Cell junctions were labeled with either DE-cadherin-GFP or DE-cadherin-mTomato (labeling Drosophila E-cadherin, which is concentrated in cell-cell junctions), both knock-in lines under control of the endogenous promoter (Huang et al., 2009). F-actin was labeled with the GFP-moesin actin-binding domain, expressed under the control of the spaghetti squash promoter in the sGMCA line (Kiehart et al., 2000). All stocks were maintained at room temperature or 25°C on standard cornmeal/molasses fly food or in embryo collection cages with a grape juice agar plate and yeast paste. Embryos were collected either 2-4 h after egg lays and aged overnight at 16°C or from overnight egg lays at 25°C. To remove the chorion, embryos were incubated in a 50% bleach solution for 1.25 min and then rinsed extensively with deionized water. Pre-dorsal closure stage embryos were selected using a reflected-light dissecting microscope. Embryos were prepared for imaging, as described previously (Kiehart et al., 1994, 2006). Images were acquired using Micro-Manager 2.0 software (Open Imaging) to control a Zeiss Axiovert 200 M microscope equipped with a Yokogawa CSU-W1 spinning disk confocal head (Solamere Technology Group), a Hamamatsu Orca Fusion BT camera and a Zeiss 40X LD LCI Plan-Apochromat 1.2NA multi-immersion objective (glycerin). Owing to the curvature of the embryo, we imaged multiple z planes for each embryo at each time point to view the dorsal opening. We recorded eight z-slice stacks with 1 µm step size for single color, and 14 z-slice stacks with 0.5 µm step size for dual-color movies. Stacks were acquired every 15 s throughout the duration of closure with a 100 ms exposure per slice for GFP and a 150 ms exposure per slice for mTomato.
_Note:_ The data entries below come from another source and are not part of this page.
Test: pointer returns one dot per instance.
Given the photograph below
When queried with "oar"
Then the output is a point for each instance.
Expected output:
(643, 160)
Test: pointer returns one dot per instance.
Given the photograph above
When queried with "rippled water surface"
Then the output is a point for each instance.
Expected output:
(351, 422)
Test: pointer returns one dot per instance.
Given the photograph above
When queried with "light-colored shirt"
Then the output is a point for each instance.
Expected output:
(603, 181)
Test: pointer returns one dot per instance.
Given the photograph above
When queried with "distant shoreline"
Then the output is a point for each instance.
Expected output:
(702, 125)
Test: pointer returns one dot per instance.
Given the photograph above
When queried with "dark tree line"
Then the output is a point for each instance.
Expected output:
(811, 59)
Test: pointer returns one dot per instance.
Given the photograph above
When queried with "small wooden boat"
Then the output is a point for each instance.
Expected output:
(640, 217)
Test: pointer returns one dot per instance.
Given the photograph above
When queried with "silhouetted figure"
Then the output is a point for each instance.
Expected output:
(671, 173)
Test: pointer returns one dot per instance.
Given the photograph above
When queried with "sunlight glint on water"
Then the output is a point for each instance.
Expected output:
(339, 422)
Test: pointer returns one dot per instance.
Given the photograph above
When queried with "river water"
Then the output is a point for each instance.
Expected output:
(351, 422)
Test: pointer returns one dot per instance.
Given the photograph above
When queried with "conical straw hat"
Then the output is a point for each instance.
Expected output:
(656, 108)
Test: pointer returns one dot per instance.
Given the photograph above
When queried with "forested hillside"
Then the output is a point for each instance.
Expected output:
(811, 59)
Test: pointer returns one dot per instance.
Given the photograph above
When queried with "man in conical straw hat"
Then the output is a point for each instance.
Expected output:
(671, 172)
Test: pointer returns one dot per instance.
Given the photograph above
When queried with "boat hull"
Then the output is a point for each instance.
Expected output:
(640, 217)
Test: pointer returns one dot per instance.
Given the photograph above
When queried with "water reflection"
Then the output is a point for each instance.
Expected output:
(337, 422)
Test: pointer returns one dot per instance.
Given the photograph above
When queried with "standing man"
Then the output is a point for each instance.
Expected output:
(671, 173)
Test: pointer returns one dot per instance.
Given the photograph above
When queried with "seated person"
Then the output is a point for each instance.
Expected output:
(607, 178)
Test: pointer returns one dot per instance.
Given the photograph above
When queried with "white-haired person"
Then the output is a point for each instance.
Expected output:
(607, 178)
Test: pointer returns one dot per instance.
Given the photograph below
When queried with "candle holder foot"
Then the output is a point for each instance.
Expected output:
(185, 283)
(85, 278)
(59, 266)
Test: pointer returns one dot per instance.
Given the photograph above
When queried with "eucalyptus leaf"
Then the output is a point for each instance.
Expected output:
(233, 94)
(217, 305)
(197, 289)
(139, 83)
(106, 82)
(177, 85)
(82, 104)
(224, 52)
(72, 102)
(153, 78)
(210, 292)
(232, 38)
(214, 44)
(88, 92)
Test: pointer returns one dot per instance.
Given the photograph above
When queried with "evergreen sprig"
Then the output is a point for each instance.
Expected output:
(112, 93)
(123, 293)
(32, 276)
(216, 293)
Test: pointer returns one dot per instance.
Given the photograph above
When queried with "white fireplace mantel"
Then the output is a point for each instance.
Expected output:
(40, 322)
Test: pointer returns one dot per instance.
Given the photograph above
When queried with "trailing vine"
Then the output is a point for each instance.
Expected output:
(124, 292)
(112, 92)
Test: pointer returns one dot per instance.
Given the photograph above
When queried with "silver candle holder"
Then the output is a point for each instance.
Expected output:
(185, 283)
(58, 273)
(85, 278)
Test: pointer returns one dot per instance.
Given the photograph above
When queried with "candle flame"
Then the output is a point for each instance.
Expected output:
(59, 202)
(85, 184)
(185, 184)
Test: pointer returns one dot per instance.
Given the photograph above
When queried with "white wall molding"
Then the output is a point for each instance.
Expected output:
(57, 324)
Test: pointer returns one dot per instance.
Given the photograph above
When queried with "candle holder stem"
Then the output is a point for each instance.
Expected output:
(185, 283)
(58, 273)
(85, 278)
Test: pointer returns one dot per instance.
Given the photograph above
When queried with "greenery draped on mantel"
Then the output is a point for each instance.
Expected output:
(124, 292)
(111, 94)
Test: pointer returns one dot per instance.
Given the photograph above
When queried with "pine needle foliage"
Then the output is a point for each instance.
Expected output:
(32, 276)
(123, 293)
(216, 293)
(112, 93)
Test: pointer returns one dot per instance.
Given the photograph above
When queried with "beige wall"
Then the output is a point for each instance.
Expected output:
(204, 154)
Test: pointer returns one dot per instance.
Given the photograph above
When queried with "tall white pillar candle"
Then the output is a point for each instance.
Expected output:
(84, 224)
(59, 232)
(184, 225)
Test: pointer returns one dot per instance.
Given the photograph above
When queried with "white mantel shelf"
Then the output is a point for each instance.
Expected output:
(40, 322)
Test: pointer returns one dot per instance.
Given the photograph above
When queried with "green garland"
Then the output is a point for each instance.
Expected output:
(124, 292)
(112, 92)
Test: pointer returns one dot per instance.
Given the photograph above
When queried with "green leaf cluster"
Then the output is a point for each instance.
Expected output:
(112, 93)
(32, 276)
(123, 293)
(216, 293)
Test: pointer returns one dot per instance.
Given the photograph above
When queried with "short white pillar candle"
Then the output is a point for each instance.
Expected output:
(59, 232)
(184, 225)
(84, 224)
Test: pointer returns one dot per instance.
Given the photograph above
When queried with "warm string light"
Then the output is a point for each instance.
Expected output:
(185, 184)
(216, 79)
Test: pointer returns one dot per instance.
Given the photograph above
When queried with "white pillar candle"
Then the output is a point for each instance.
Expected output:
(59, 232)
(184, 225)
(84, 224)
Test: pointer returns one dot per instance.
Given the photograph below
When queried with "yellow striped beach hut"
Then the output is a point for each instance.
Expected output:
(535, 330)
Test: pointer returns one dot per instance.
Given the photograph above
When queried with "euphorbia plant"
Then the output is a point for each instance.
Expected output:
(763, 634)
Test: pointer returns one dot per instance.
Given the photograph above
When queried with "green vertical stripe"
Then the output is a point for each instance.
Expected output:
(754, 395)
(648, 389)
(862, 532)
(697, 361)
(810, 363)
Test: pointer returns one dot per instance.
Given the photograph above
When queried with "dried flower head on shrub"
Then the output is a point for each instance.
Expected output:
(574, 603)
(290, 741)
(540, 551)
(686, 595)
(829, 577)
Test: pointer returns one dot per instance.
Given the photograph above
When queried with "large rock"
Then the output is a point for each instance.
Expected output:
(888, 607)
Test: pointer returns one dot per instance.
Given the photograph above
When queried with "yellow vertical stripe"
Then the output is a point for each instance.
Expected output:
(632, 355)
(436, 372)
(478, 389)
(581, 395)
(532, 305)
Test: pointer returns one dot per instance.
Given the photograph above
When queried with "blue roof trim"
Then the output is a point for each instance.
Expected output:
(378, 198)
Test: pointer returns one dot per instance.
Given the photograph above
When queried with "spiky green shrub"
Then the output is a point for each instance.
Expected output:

Zebrafish husbandry and sample preparation for live imaging

Zebrafish of the Ekkwill strain were maintained between 26 and 28.5°C with a 14:10 h light:dark cycle. Fish between 3-6 months were used for experiments. Transgenic krt4:lyn-EGFP fish have been described previously (Lee et al., 2014). Male and female fish were set up for mating in tanks with dividers. The dividers were removed in the morning for timed mating. Embryos were collected in E3 medium and screened at 1 dpf for expression of GFP in the periderm (krt4-lynGFP). The positive embryos were transferred to a dish with E3 medium and tricaine (Sigma E10521-50G) at 0.01% concentration. The embryos were dechorionated with forceps and mounted in fluorinated ethylene propylene (FEP) tubes according to published protocols (Weber et al., 2014). The FEP tubes were coated with 3% methlycellulose and embryos were mounted in 0.1% agarose with 0.01% tricaine to immobilize them during imaging. The tube was then placed in a 60 mm culture dish with an agarose bed, held in place with 1% agarose and immersed in E3 medium. Images were acquired with LASX software on a Leica SP8 confocal microscope using an HC Fluotar L 25×/0.95NA W VISIR water-immersion objective at 0.75 or 1× zoom. Image stacks with 40-60 slices were acquired every 15 min with a z-step size of 2 µm. Work with zebrafish was approved by the Institutional Animal Care and Use Committee at Duke University.

Convolutional neural network architecture

DP uses an encoder-decoder convolutional neural network (Fig. 1B), inspired by the U-Net architecture (Falk et al., 2019). The left branch of the neural network extracts high-dimensional features by pairs of 3D convolutions with kernel size 3×3×3, each followed by Scaled Exponential Linear Units (SELU) activation. Between each double-convolutional layer, the content is down-sampled by max-pooling with kernel size 1×2×2 in only the x and y directions. The number of convolution kernels further doubles in each layer. This multi-layer structure ensures the efficient extraction of both high-frequency features (such as bright cell boundary pixels) and low-frequency image features (such as whole cells in a tissue context). After feature extraction, the feature map is decoded and upscaled again to the initial stack dimensions using up-convolutions with kernel size 1×2×2 alternating with 3D convolutions with kernel size 3×3×3. To preserve the spatial resolution of shapes and boundaries, the input of each decoding layer is concatenated with the output of the corresponding encoding layer. After the last up-convolution layer, the output is scaled between 0 and 1 with sigmoid activation, yielding binary masks (Fig. 1C).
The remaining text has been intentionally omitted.